2. You pay and offer benefits that are better then anyone else.
3. You have a culture that people want to be in and would never think of leaving. 
A) You treat them with respect, dignity and offer a real career path.
B) You give them quarterly reviews and raises once a year based on performance with a minimum cost of living raise. 
C) You're transparent, honest and you do what you say your going to do for them based on well defined expectations. They know before they get hired what those expectations are. 
4. You hire on attitude first, then on skill set. 
5. You grow your own organically. When able, you hire the best students with the best attitudes out of the trade schools and train them. 
6. You ask to be on the school boards of local trade schools or your local HS and teach the trade opportunity to those not suited or not wanting to go to college. 
7. You have a set of core values that everyone in the company lives by and that you hire and fire from. You hire only the best people and give the rest to your competitors.

After a while, you'll develop the reputation for the place to work and have more candidates show up at your door. 




Or, you can just get union guys not working and pay them off the books. :vs_laugh:


----------



## 3DDesign (Oct 25, 2014)

With this youngest generation, find one to show of for 40 hours.


----------



## telsa (May 22, 2015)

We weed through a TON of duds.

You can't spot the winners by way of any job application.

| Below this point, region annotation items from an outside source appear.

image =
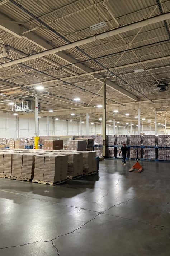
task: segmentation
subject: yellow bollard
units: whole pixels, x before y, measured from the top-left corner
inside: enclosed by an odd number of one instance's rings
[[[34,144],[35,149],[38,149],[38,140],[39,139],[39,137],[34,137]]]

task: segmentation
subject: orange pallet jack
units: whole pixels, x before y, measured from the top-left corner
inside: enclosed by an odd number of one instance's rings
[[[131,168],[129,169],[129,171],[132,172],[135,169],[138,170],[138,172],[141,172],[143,170],[143,167],[141,165],[140,163],[138,162],[138,151],[140,151],[140,149],[135,149],[134,151],[136,151],[137,153],[137,159],[136,162],[132,166]]]

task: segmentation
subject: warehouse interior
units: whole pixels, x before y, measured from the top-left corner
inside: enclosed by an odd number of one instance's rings
[[[170,21],[0,0],[1,256],[169,255]]]

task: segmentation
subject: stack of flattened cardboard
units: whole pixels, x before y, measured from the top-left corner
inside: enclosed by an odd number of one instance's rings
[[[33,153],[24,154],[23,156],[23,165],[21,177],[27,179],[33,179],[35,165],[35,156]]]
[[[23,153],[14,153],[13,154],[12,173],[13,177],[21,177]]]
[[[97,171],[97,160],[95,151],[78,151],[83,154],[83,173]]]
[[[38,155],[37,154],[35,156],[34,180],[43,180],[44,163],[46,155],[45,154]]]
[[[65,155],[46,155],[43,180],[55,183],[67,179],[67,162]]]
[[[11,176],[12,170],[12,152],[4,153],[3,161],[3,175]]]
[[[3,175],[3,162],[4,153],[0,152],[0,175]]]

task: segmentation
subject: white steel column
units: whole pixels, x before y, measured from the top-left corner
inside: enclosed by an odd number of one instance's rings
[[[130,127],[130,135],[132,135],[132,120],[131,120],[130,121],[131,123],[131,127]]]
[[[82,118],[80,117],[80,135],[82,135]]]
[[[86,113],[86,135],[89,135],[89,113]]]
[[[115,115],[113,114],[113,135],[115,135]]]
[[[103,154],[104,157],[106,156],[106,84],[105,82],[103,85],[103,116],[102,116],[102,134],[103,134]]]
[[[38,136],[38,99],[37,94],[35,94],[35,137]]]
[[[138,135],[140,135],[141,134],[141,127],[140,126],[140,108],[137,109],[138,113]]]
[[[49,136],[49,116],[47,116],[47,136]]]
[[[157,135],[157,117],[156,116],[156,111],[155,112],[155,135]]]

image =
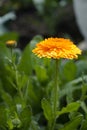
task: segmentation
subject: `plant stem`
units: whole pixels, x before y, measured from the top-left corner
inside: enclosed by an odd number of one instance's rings
[[[56,124],[56,111],[58,108],[58,91],[59,91],[59,85],[58,85],[58,60],[56,60],[56,72],[55,72],[55,86],[54,86],[54,115],[53,115],[53,124],[52,124],[52,130],[55,129]]]

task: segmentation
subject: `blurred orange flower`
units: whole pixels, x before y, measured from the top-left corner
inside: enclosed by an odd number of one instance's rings
[[[32,50],[38,57],[76,59],[81,50],[69,39],[48,38],[36,45]]]

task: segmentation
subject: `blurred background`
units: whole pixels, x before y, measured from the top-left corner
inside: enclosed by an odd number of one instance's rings
[[[0,0],[0,42],[17,40],[23,49],[35,35],[42,35],[78,44],[84,35],[75,7],[73,0]]]

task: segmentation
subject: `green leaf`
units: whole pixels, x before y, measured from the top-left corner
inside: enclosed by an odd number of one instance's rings
[[[6,108],[3,105],[0,105],[0,127],[6,127]],[[4,130],[4,129],[1,129]]]
[[[82,121],[81,129],[80,130],[87,130],[87,120]]]
[[[43,40],[43,37],[41,35],[36,35],[31,41],[30,41],[30,49],[34,49],[36,47],[36,44]]]
[[[0,36],[0,41],[5,43],[8,40],[17,40],[18,36],[19,35],[17,32],[5,33],[4,35]]]
[[[31,52],[29,44],[25,47],[22,53],[22,57],[18,65],[18,70],[27,75],[30,75],[32,72]]]
[[[42,99],[41,105],[44,111],[45,118],[51,122],[53,119],[53,113],[50,103],[44,98]]]
[[[35,65],[36,76],[40,82],[45,82],[48,79],[46,69],[43,66]]]
[[[77,127],[81,124],[82,119],[83,116],[79,115],[70,122],[68,122],[67,124],[65,124],[64,127],[59,130],[77,130]]]
[[[69,61],[64,66],[64,76],[66,80],[73,80],[76,76],[77,67],[73,61]]]
[[[60,116],[61,114],[64,114],[64,113],[77,111],[79,107],[80,107],[79,102],[72,102],[68,104],[66,107],[63,107],[61,111],[57,111],[56,115]]]
[[[26,107],[22,110],[20,114],[20,120],[22,122],[22,127],[24,130],[29,128],[31,122],[32,112],[30,107]]]

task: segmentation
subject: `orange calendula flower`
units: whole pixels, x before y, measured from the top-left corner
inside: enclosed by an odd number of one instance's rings
[[[38,57],[76,59],[81,50],[69,39],[48,38],[36,45],[32,50]]]
[[[15,40],[9,40],[9,41],[6,42],[6,45],[8,47],[16,47],[17,42]]]

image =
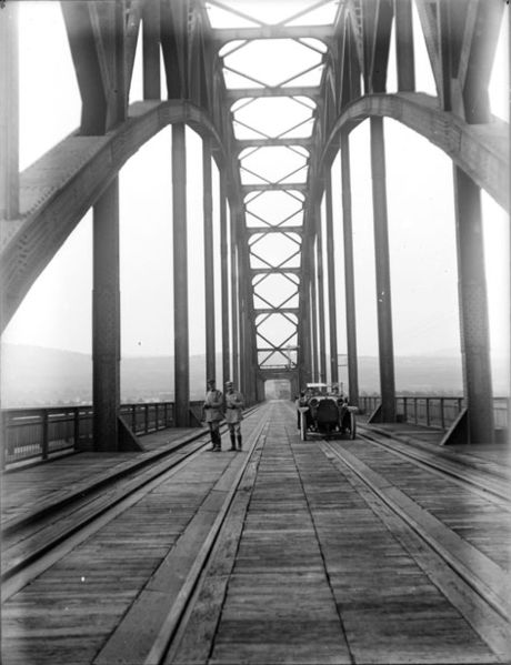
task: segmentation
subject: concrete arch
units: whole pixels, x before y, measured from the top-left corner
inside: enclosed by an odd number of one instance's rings
[[[335,121],[320,158],[322,167],[331,165],[341,131],[351,131],[370,117],[392,118],[431,141],[509,212],[507,122],[494,118],[488,124],[468,124],[420,92],[368,94],[350,103]]]
[[[224,167],[226,151],[209,115],[187,101],[144,101],[103,137],[71,134],[20,178],[20,218],[3,222],[0,269],[2,330],[60,246],[124,163],[166,127],[186,122],[210,137]]]

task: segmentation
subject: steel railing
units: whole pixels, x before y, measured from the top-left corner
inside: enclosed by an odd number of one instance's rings
[[[192,422],[200,421],[202,402],[191,402]],[[122,404],[120,415],[137,436],[174,426],[173,402]],[[87,449],[92,442],[92,406],[2,409],[2,467],[49,460]]]
[[[362,395],[359,397],[359,409],[362,413],[372,413],[381,403],[379,395]],[[395,413],[399,420],[427,427],[449,429],[464,407],[463,397],[409,396],[395,397]],[[509,427],[509,399],[494,397],[493,412],[495,430]]]
[[[361,413],[370,414],[380,404],[378,395],[359,397]],[[509,427],[509,400],[495,397],[495,429]],[[202,401],[190,402],[192,425],[200,424]],[[464,406],[463,397],[408,396],[395,399],[398,419],[447,430]],[[174,426],[173,402],[122,404],[121,416],[137,436]],[[2,467],[20,462],[49,460],[88,447],[92,442],[92,406],[1,410]]]

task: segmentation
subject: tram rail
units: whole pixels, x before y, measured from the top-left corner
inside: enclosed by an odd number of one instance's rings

The very best EMT benders are dyslexic, BTW.


----------



## MTW (Aug 28, 2013)

flyboy said:


> 1. You charge the right price.
> 2. You pay and offer benefits that are better then anyone else.
> 3. You have a culture that people want to be in and would never think of leaving.
> A) You treat them with respect, dignity and offer a real career path.
> ...



This ^^^^

It all starts with #1 on this list. If you don't get that right, you won't get anything else right.


----------



## drsparky (Nov 13, 2008)

Secret clone lab.


----------



## CoolWill (Jan 5, 2019)

The methadone clinic.


----------



## LibertyRising (Jan 2, 2018)

I’m already working...


----------



## five.five-six (Apr 9, 2013)

wildleg said:


> same way you find a good wife




Oops.


----------



## MTW (Aug 28, 2013)

CoolWill said:


> The methadone clinic.


Seems to be the approach that some contractors take, actually.


----------



## macmikeman (Jan 23, 2007)

You'll find the best ones on Grinder and Tinder...


----------



## Southeast Power (Jan 18, 2009)

We just hired a CW out of the union hall. I haven't met him, I might not ever but, I hear good things. :smile:


----------



## Switched (Dec 23, 2012)

macmikeman said:


> You'll find the best ones on Grinder and Tinder...


Is that the same as getting in through the back door?


----------



## MHElectric (Oct 14, 2011)

It's been my experience for the last few companies I've worked for that very few guys stay at a company past 2-3 years. That number gets even smaller once you get past the 5 year mark. 

When I first started doing electrical work, it was very common to hear guys say that they had been at a company for 5,10,15,20 years. However, that's not the case anymore. My thoughts are this is partly due to the newer generations of workers, our current culture and the new ways that businesses and contracting oprerates.


----------



## Tonedeaf (Nov 26, 2012)

methadone clinic.

get to the clinic before 5 am...the early birds are the better workers


----------



## Wirenuting (Sep 12, 2010)

CoolWill said:


> The methadone clinic.


HD parking lot. 
They work hard and if you call ICE at the end of the day you don’t need to pay them.


----------



## Switched (Dec 23, 2012)

Wirenuting said:


> HD parking lot.
> They work hard and if you call ICE at the end of the day you don’t need to pay them.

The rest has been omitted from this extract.